Over at Rorate Caeli, this:
Franciscan Minister General to Order: We’re broke, due to questionable financial activities of the recent past
From the letter of the Franciscan Minister General, Brother Michael Perry, OFM:
In an effort to live as children of the light, the General Definitorium and I wish to bring to light a grave situation in which the General Curia of the Order now finds itself. The matter involves our financial stability and the patrimony of the Order. While our first concern has and remains verifying the nature, extent, and impact of what has occurred, we also recognize the significant role that external actors, people who are not members of the Order, have played in creating this grave situation.
In September 2014, the General Definitorium initiated a series of steps in order to conduct an internal inquiry into the financial dealings of the Office of the General Treasurer. A sub-commission within the General Definitorium was created to serve as an advisory group. Together we charted a course to collect reliable information, identify potential concerns, and examine all available documents in order to reach well-informed decisions about how best to proceed to guarantee the financial soundness of the Order in a manner consistent with our Franciscan values and way of life. We immediately sought advice from a highly regarded group of lawyers who continue to work for the Order. Competent ecclesiastical authorities also were informed of our concerns and have been updated on a regular basis. In addition, Provincials and Custodes in a number of the Franciscan Conferences also were provided with a brief, albeit incomplete, explanation of our situation and were requested to demonstrate their solidarity with the General Curia through prayer and in other significant ways. I regret that not all Provincials and Custodes were contacted. I ask of all Provincials and Custodes your understanding and for a financial contribution to help address the current situation, which involves also the repayment of significant debts.

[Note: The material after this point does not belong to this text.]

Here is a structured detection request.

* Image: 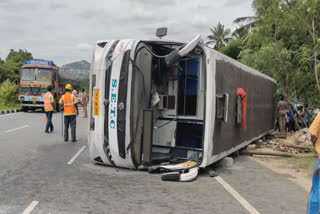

Three important elements have emerged from the internal investigation. First, the General Curia finds itself in grave, and I underscore ‘grave’ financial difficulty, with a significant burden of debt. Second, the systems of financial oversight and control for the management of the patrimony of the Order were either too weak or were compromised, thus limiting their effectiveness to guarantee responsible, transparent management. We have initiated steps to address these concerns. Third, there appears to have taken place a number of questionable financial activities that were conducted by friars entrusted withthe care of the patrimony of the Order without the full knowledge or consent of the former and current General Definitorium. Because of the scope and magnitude of these activities, they have placed the financial stability of the General Curia at grave risk. These questionable activities also involve people who are not Franciscan but who appear to have played a central role. For these reasons, the General Definitorium, working in unanimity, has decided to call upon assistance from civil authorities to take up this matter.
Right, “without the full knowledge” — of those who should have full knowledge… It is just so nice that the predecessor of the current Minister General for ten years (!), current Abp. José (“Call me Pepe”) Rodríguez Carballo, was made Secretary and the personal man of the Pope in the Congregation for Religious. The same man who has been a key player in the ongoing dismantling of the Franciscan Friars of the Immaculate.
Quite a promising start for the Year of Consecrated Life!
(Note: both in Italy and in many other places, large orders such as the Friars Minor also receive massive amounts of public funds, both through tax breaks and direct government contributions to their educational, healthcare, and charitable activities. Will authorities in Italy and elsewhere act accordingly considering the shady financial dealings of the past? As with the ongoing abuse scandal, will the intervention of Caesar be necessary to bring justice to this situation?)